Tabs and History
Each chat tab is a separate conversation with its own agent, model, and message history. History persists across restarts — closing a tab is a decision to lose it, not an accident.
Tabs
Create a tab: Ctrl+N or + in the tab bar.
Each tab has:
- A bound agent (picker at the top)
- A bound model (picker at the top)
- Its own message stream
- Its own checkpoint timeline
- Its own tab name (editable; defaults to the first user message)
Tabs are independent — a tool call in tab A doesn't affect tab B. You can have a planner tab, a coder tab, and a reviewer tab running at once on the same project.
Tab management
| Action | Shortcut |
|---|---|
| New tab | Ctrl+N |
| Close tab | Ctrl+W |
| Next tab | Ctrl+Tab |
| Previous tab | Ctrl+Shift+Tab |
| Rename tab | double-click tab title |
| Pin tab | right-click → Pin |
Pinned tabs can't be closed with Ctrl+W — protects important conversations from accidental close.
History
Every tab is backed by a persisted chat thread. Settings → History shows all past threads across all projects, searchable:
- By text in messages.
- By date.
- By agent.
- By project.
- By checkpoint activity (threads that had rollbacks).
Reopen a thread from history to continue an old conversation with full context — all previous turns, tool calls, and checkpoints are restored.
Session vs thread
A session is a single time you had a chat tab open. A thread can span many sessions — you closed the tab yesterday, reopened it today, it's the same thread.

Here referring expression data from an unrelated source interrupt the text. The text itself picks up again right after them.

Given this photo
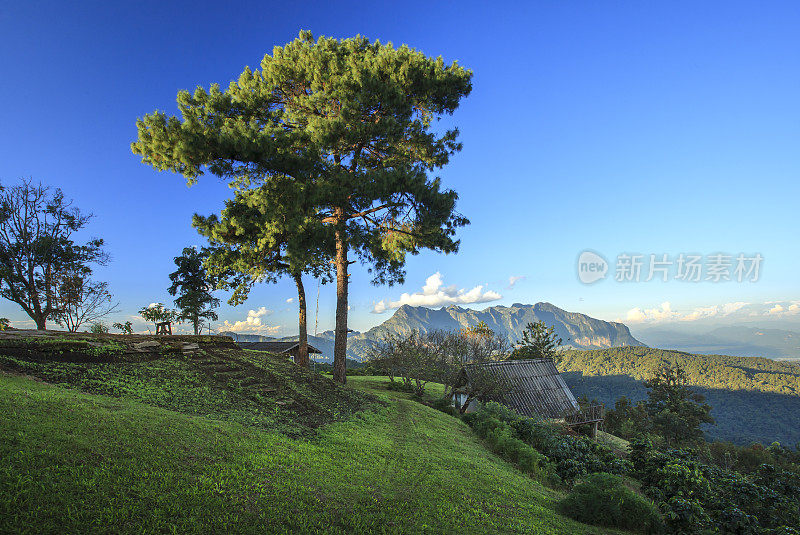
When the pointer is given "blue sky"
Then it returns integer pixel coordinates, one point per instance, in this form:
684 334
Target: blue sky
610 126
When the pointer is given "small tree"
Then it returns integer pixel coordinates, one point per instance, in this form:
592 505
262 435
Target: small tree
36 247
675 411
124 328
81 300
98 327
158 313
193 287
538 342
627 419
416 358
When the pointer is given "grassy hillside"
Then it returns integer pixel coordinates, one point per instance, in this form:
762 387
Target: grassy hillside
203 376
753 399
90 463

The thread's ID is stable; session IDs are not.
This matters for:
- Memory — the thread-level persistent memory sees all sessions in the thread.
- Replay — replaying a thread replays all sessions combined.

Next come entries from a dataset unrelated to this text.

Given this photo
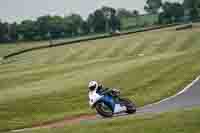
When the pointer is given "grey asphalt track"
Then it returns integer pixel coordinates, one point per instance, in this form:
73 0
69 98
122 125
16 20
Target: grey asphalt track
189 97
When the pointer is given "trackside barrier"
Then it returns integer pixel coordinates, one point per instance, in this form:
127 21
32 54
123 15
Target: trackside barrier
90 39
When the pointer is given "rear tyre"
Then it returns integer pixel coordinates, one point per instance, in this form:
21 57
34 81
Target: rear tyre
131 107
103 110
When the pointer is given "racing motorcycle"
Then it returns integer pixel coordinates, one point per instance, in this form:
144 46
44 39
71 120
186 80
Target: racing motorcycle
110 103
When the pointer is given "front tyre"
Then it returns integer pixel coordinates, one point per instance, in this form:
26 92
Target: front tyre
131 107
103 110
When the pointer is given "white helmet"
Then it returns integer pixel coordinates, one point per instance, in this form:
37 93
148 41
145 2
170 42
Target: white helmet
93 85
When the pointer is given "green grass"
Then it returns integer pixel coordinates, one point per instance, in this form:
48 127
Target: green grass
52 83
180 121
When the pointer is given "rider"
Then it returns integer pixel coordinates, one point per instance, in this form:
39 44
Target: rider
95 86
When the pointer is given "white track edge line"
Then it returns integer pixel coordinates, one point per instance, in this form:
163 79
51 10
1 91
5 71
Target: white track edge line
179 93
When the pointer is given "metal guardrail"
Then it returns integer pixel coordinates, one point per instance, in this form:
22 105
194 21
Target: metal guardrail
90 39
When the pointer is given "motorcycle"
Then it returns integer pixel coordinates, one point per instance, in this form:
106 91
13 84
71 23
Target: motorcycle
104 108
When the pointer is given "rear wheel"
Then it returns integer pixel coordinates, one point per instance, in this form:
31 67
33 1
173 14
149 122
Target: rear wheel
131 107
104 110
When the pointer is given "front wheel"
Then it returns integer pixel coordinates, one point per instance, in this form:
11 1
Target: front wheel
103 110
131 107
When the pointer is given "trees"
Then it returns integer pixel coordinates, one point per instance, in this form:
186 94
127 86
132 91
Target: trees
192 7
3 32
152 6
172 12
124 13
28 29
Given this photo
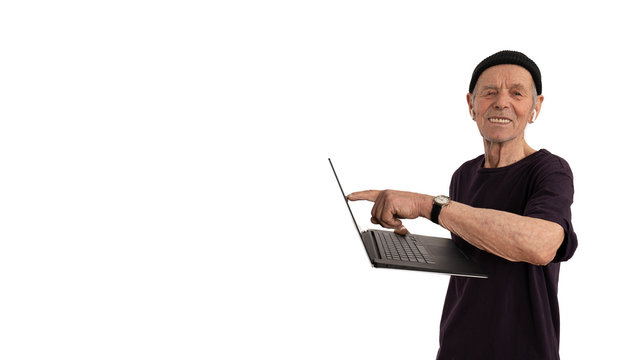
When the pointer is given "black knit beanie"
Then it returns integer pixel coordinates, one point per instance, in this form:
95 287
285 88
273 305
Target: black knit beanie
507 57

- Analytics — "how many sessions on this thread" is different from "how many threads".
Thread length limits
Threads don't have a hard cap, but:
- Compression kicks in around 30-50 turns depending on turn size.

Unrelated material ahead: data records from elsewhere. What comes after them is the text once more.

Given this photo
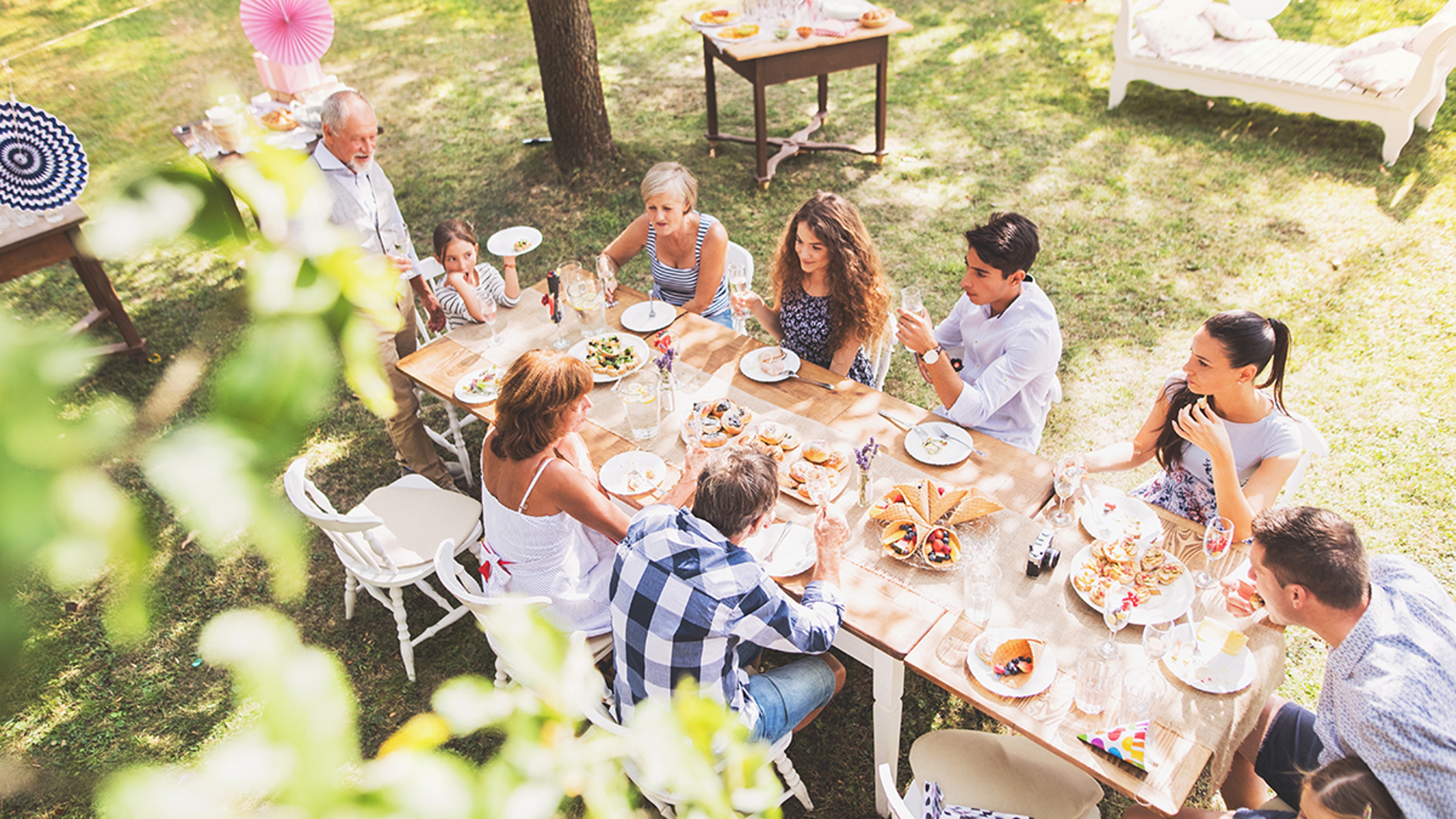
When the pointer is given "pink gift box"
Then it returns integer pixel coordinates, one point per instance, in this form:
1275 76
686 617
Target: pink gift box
289 79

- Eventually the compression becomes lossy enough that starting a new thread (and importing the important bits into persistent memory) is better than continuing.
- Replay fidelity decreases with heavily compressed threads.
Rule of thumb: when a thread is making the agent visibly confused about earlier decisions, it's time to start fresh.
Deleting history
Two levels of delete:
- Archive a thread — removes it from the main list but keeps the data. Recoverable.
- Delete a thread — removes the data permanently. Not recoverable.
For compliance reasons, the event log entries referenced by a deleted thread remain (append-only) but lose their chat metadata. If strict deletion is required, use the admin tool: codebolt admin purge-thread <id>.
Exporting
- CLI
- Desktop
- HTTP API
codebolt chat export <thread-id> --format markdown > thread.md
codebolt chat export <thread-id> --format json > thread.json
Settings → History → row context menu → Export → Markdown or Export → JSON.
GET /api/threads/:threadId/export?format=markdown
GET /api/threads/:threadId/export?format=json
Markdown is human-readable; JSON preserves full structure including tool calls and checkpoints.